Spokesperson: I am assuming you didn’t raise it with him yourself, because it was passed into the bus, and then you read it after the bus pulled away?
Inner City Press: I read it actually on the way back, yes, yes.
Spokesperson: Right. Okay, well let’s relay that back whence you just came.
At the next day's noon briefing, Nesirky provided update. So Inner City Press asked again:
Inner City Press: Did you get anything back on this issue of this village of Sora that was listed as being…?
Spokesperson Nesirky: I can assure you that something is in the works. I don’t have anything for you right now. Something is in the works.
It was two days later on October 14 with the above-quoted “thing in the works” was unveiled.

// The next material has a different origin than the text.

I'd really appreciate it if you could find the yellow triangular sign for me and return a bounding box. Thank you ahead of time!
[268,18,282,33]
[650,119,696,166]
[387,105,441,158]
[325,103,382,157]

It was a prepared statement from Charpentier, read out by Nesirky, that did not disclose whether the villages were destroyed by aerial attack or ground fighting, but rather welcome access granted by the government of Omar al Bashir and, like Gambari, Bashir's assurances.
Here's from the Medecins du Monde job notice about Soro
General Coordinator
Médecins du Monde
Médecins du Monde is an international humanitarian organisation whose mission is : to provide medical care for the most vulnerable populations when they are faced with crisis or exclusion from society, the world over, including France
The rationale of the project is to participate to the improvement of the health care status and capacity of the population to maintain its own health status, in Deribat region. It will seek to:
- Reinforce primary health care services for the population, covered by six health care centres (Deribat, Jawa, Suni, Dera, Kebra, Soro) with the focus:
- of improving maternal and children health
- of improving the nutritional state of children under 5
- of preventing and treating common pathologies and those that could lead to epidemics
- Implement a global and integrated evaluation of population needs and a protection chapter on the question of human rights.
So there was a health care center in Soro. And now it's gone. Watch this site.